Big Isle Council votes for trash sorting station
By Karin Stanton
Associated Press
HILO » Big Island officials are moving ahead with a new trash sorting station, even as they explore other options to deal with East Hawaii's mounting garbage and trash problem.
The Hilo landfill is nearing capacity and is set to close in March.
Two private companies offered last week to handle the waste in very different ways.
One would build a $3 million sorting station, bale the waste and temporarily ship it off to a landfill in Washington at a cost of $4.3 million a year.
Another would build high-tech plants to process the garbage into alternative sources of energy, with no cost estimate yet offered.

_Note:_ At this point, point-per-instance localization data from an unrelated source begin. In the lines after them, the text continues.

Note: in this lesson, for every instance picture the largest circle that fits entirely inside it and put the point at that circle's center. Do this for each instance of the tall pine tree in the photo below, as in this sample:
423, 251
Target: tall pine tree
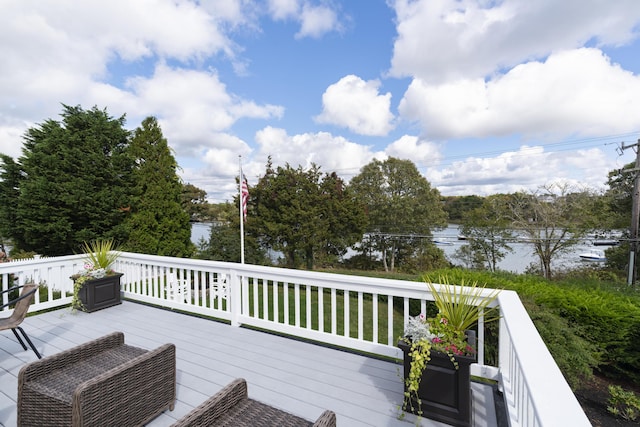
69, 183
158, 224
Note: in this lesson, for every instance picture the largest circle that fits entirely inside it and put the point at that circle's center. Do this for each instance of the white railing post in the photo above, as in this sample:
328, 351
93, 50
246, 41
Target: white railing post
235, 297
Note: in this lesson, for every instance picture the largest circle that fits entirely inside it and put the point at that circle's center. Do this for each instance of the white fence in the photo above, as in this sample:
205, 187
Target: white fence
361, 313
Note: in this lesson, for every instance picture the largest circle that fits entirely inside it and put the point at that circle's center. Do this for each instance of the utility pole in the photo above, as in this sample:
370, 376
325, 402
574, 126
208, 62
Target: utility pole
635, 215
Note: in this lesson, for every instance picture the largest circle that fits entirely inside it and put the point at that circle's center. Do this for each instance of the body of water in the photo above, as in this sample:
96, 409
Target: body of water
517, 261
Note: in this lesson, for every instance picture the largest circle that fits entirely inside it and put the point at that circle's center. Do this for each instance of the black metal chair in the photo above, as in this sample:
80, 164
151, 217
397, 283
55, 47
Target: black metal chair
20, 308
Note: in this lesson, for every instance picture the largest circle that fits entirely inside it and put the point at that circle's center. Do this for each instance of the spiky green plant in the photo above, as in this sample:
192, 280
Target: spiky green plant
101, 253
464, 304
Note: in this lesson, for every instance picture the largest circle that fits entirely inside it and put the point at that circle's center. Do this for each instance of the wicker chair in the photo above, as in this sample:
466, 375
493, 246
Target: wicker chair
21, 306
102, 382
231, 406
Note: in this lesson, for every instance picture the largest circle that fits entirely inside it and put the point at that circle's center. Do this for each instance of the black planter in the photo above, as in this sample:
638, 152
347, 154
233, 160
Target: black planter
97, 294
445, 392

Despite the private proposals, the Council on a 7-2 vote earlier this month gave preliminary approval for an additional $1.2 million to build its own East Hawaii Regional Sort Station. Another $6.2 million was allocated earlier.
Officials have known for more than a decade that the unlined landfill would eventually need to be closed. But so far the only alternative plan has been to truck more than 200 tons of garbage each day to the island's only other landfill, in South Kohala. Residents along proposed routes do not like that idea at all.
Hawaii County Council members repeatedly have said they are opposed to trucking the waste, but Mayor Harry Kim's administration has not come up with an alternative.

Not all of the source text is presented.